To support the need for a multiresolution device with contacts as small as 150 μm × 150 μm, we simulated computational axon models to assess the influence of varying electrode sizes on neuronal activity. Each vertical column on the μDBS comprises 36 contacts. We ran bioelectric field solutions in SCIRun 4.7 (Scientific Computing and Imaging (SCI), Institute, University of Utah, Salt Lake City, UT, United States) for 1–36 adjacent contacts within a column set to −1 V each with the surrounding box set to 0 V. These configurations resulted in electrode sizes from 150 μm × 150 μm to 150 μm × 6 mm. We implemented a high-resolution submesh with 0.1 mm spacing around the electrode, as we have described previously (Anderson et al., 2018b, 2019), and we set tissue conductivity to 0.2 S/m (Figure 4D). Non-contact regions of the μDBS were modeled as ideal insulators, and the contacts were modeled as ideal conductors. Axons of various diameters — 2.0, 5.7, and 10.0 μm — were placed parallel to the lead in 0.1 mm increments, from 0.1 to 10 mm away. The vertical axonal orientation was chosen to match that of the active electrode on the μDBS, to explore the effects of electrode size on neuron activation patterns.

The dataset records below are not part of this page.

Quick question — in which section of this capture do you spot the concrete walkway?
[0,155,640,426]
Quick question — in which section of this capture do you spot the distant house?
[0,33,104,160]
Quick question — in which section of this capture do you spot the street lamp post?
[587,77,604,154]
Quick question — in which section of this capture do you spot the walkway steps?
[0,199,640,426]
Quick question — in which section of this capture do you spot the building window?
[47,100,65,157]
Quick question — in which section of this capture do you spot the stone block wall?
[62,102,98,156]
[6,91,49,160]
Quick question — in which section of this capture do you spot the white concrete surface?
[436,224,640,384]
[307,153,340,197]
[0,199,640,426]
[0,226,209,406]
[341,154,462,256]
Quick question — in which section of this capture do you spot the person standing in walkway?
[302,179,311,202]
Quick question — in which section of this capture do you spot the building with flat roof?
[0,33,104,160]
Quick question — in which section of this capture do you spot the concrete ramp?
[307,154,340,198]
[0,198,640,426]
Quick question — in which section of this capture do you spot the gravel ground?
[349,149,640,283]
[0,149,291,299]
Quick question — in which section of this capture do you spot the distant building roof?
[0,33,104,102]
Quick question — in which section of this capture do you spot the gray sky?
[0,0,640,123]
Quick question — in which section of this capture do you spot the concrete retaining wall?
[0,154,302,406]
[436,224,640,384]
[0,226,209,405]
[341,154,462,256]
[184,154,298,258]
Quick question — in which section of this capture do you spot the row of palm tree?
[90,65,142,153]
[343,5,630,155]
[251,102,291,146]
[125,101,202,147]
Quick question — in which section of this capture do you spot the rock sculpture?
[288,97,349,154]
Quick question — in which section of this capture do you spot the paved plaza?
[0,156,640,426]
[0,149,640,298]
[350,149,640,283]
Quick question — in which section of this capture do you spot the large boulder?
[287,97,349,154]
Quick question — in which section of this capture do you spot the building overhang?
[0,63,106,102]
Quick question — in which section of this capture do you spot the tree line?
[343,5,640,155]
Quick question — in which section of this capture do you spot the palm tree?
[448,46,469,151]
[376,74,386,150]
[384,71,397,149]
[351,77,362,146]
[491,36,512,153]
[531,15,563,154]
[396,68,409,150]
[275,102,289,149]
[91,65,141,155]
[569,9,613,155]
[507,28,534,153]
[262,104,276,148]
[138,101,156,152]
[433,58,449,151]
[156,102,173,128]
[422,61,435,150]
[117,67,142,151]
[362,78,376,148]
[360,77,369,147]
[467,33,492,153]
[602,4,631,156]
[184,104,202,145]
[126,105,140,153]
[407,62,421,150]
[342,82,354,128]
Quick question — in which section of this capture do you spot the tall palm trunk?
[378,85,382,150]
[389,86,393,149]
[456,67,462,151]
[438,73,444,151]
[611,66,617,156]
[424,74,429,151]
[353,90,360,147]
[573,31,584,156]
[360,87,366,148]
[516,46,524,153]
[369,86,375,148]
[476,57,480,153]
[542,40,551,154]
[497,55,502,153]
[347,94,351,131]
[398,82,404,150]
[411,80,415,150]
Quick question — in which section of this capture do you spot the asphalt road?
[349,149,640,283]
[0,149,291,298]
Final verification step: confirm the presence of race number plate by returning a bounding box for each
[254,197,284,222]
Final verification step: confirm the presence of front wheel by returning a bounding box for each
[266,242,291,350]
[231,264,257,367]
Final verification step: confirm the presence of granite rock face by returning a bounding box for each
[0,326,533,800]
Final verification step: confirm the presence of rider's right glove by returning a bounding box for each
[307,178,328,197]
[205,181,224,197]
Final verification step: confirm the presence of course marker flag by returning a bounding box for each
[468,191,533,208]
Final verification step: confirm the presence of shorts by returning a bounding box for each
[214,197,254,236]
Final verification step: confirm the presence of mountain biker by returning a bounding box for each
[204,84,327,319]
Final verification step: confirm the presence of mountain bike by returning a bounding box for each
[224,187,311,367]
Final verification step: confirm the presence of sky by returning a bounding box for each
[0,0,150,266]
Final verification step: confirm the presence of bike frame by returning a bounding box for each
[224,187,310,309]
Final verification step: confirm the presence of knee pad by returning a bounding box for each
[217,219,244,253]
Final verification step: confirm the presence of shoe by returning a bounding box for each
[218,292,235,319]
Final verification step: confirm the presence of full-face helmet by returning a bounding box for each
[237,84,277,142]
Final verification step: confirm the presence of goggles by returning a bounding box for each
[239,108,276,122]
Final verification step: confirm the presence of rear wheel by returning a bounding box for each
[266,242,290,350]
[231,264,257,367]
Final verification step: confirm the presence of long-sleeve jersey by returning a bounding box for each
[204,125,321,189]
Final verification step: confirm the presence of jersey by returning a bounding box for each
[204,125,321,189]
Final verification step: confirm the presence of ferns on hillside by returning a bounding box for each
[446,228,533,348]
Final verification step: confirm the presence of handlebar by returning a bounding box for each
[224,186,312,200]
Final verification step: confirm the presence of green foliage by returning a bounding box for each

Simulations were run in NEURON 7.4 using the MRG neuron model (McIntyre et al., 2002), on which modeled extracellular potentials were mapped directly onto node, paranode, and internode segments. Thresholds were identified for a 90 μs charge-balanced pulse at ∼0.01 V resolution to quantify the role of electrode size on neural selectivity as a function of fiber diameter.

Results

We conducted bench testing to evaluate the functionality of the fabricated and post-processed μDBS chips. We determined whether chips met our design specifications, as well as whether contacts could be programmed and recruited into larger electrodes through programming testing and testing in a saline bath.

Design Verification

A series of sixteen chips were slated for post-processing and subsequent testing. Of those, six were irrevocably damaged, primarily at the wirebonding post-processing step. Table 1 summarizes the design specifications and results retrieved for the ten surviving chips. Final chip widths were ∼1.29 mm, and well within 5% tolerance of 1.27 mm design specification used to match the clinical lead. Most devices (7/10) met our form-factor and bus line acceptance criteria. In the other devices (3/10), wirebonding failed to connect all seven bus lines; but note that these chips could still be used with somewhat reduced flexibility through their 4–6 functioning bus lines. We attempted gold contact patterning on eight of the ten chips, and they all met acceptance criteria. On average, the gold contact widths and heights measured slightly smaller than designed, possibly because of chemical undercutting from the gold and titanium etch during photolithography. To accommodate this undercut in future iterations, we will simply enlarge the contacts in the photolithography mask. In summary, gold contact patterning was universally successful, and the majority of chips met all acceptance criteria; for chips that did not meet acceptance criteria, wirebonding was the most common failure point.

TABLE 1

Table 1. Design verification to determine whether devices met design specifications.

Programming Testing

We tested ten μDBS chips for programming fidelity (Figure 5): chips must be programmed properly in order to stimulate properly. We randomized a series of (216 contacts × 3 bits/contact =) 648 bits for each programming trial, to give a diverse range of maximally disordered configurations. The minimal programming duration for a single chip was limited to ∼2.7 s by the maximal clock rate of the Arduino device we used for programming. Since a complete μDBS lead comprises four flat chips, programming an entire lead with this device would take ∼10.8 s in total. Programming times of 2.7–14.3 s at six different clock speeds were tested five times each, for a total of thirty programming sessions per chip. Some chips exhibited no mutation errors in any session, and there was no significant relationship between programming time and error rate (Figure 5C, p = 0.97, ANOVA). Thus, chips could likely be programmed in much less than 2.7 s, given appropriately high-clock rate controllers.

FIGURE 5

Figure 5. Programming validation of μDBS chips. (A) Characterization of contact errors for 10 μDBS chips across 30 trials each, with incorrectly programmed contacts denoted as a dot (top), and as percentage distribution intervals (95/75/50/25/5) of contact errors (middle) and bit errors (bottom). Programming errors are largely chip-specific, with 3 chips (#’s 8–10) not displaying any programming errors. (B) Heatmaps of programming contact errors for each chip demonstrate that errors cluster on similar regions for each chip. (C) There was no significant trend that programming time affected programming error rate, indicating that chip-specific programming errors are independent of the clock rate.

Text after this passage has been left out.